In the hit HBO show Succession, billionaire Connor Roy—the eldest child of fictional media tycoon Logan Roy—decides he wants to run for president.
Roy has no experience in politics, no real constituency, but, in the campaign's closing days, has managed to reach one percent in the polls. It's nowhere near what he needs to win, but good enough to ensure himself the ear of candidates who need his one percent more than he does. "Both sides are trying to squeeze my percent," he laments to family members in season 4, episode 1. "[...] the hope is I would maintain my percent."
No Labels, a centrist, non-profit organization based in Washington, D.C., wants to be the upcoming presidential cycle's Connor Roy.
Once relegated to the halls of Congress, No Labels has been setting its sights beyond bridge-building on Capitol Hill to larger quarry, hoping to repair a national environment they believe is no longer sustainable. Earlier this month, the Washington Post reported the organization had amassed a $70 million war chest in what the organization described as an effort to give a voice to hundreds of thousands of Americans they say feel unrepresented by either major party in Congress.
"For some reason, we, as a country, have just decided we should settle for this from our politics," Ryan Clancy, chief strategist for No Labels, told Newsweek in an interview. "A type of politics that is defined by fear and hatred of our neighbors and kind of a lowest common denominator set of choices. We can do better. We really think we can do better. And we know the public feels that way because they're telling us that right now, but nobody's listening to them."
And they threaten to win a whole lot more than one percent.
Like Ralph Nader's 2.74 percent in 2000 or millionaire independent Ross Perot's improbable 19 percent performance in 1992, No Labels' bipartisan unity ticket has the potential to capture wide swaths of voters from both parties, building a coalition of disaffected independents and moderates large enough to upend the 2024 election.
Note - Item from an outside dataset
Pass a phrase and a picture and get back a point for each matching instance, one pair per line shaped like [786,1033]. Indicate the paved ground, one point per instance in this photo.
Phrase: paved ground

According to internal numbers provided to Newsweek, some 69 percent of registered voters don't want Joe Biden to run for president in 2024, while 62 percent don't want Donald Trump to run. More recent polls show an even greater share of Americans who don't want a 2020 rematch.

And No Labels is already setting itself up to provide an alternative. As of April 27, the party has secured ballot access in the states of Alaska, Arizona, Colorado, and Oregon, with plans to make inroads in the other 46.
They have recognizable names—former Maryland Republican Larry Hogan, West Virginia Democrat Joe Manchin—flirting with potentially joining them on the ticket. Others to work with the group include former Hawaii Congresswoman Tulsi Gabbard and Democratic Presidential candidate Marianne Williamson.
With mainstream support in-pocket, some are already pondering whether they could mount a credible bid for voters' support in 2024.
Polling already shows they could.
An Unprecedented Appetite
According to a Suffolk University/USA Today poll from last summer, 60 percent of voters say the nation's two major political parties fail to adequately represent their views, and believe the United States needs a third political party or multiple political parties to continue to thrive.
Of that number, 69 percent said they would want to see a third-party option on the ballot, while an eye-popping 79 percent of young voters—the demographic essential to Democrats' chances in the coming decades—said they want another option on the ballot.
No Labels sees opportunity in that demographic. Even if those numbers don't hold—59 percent of people are "open" to voting for a third-party candidate, their polling shows, if Trump or Biden were on the ticket—there's still a lot of people interested.
"The idea behind our contention—that there's a lot more unity than people think—isn't that that applies to every issue. There's a lot of issues people do disagree on strongly. They do it for a reason, because there are hard issues," said Clancy. "But there are a lot of issues where that's not the case, where there is a compromise just sitting there in plain sight. But we can't have it, because the loudest and angriest voices refuse to ever get out of the way."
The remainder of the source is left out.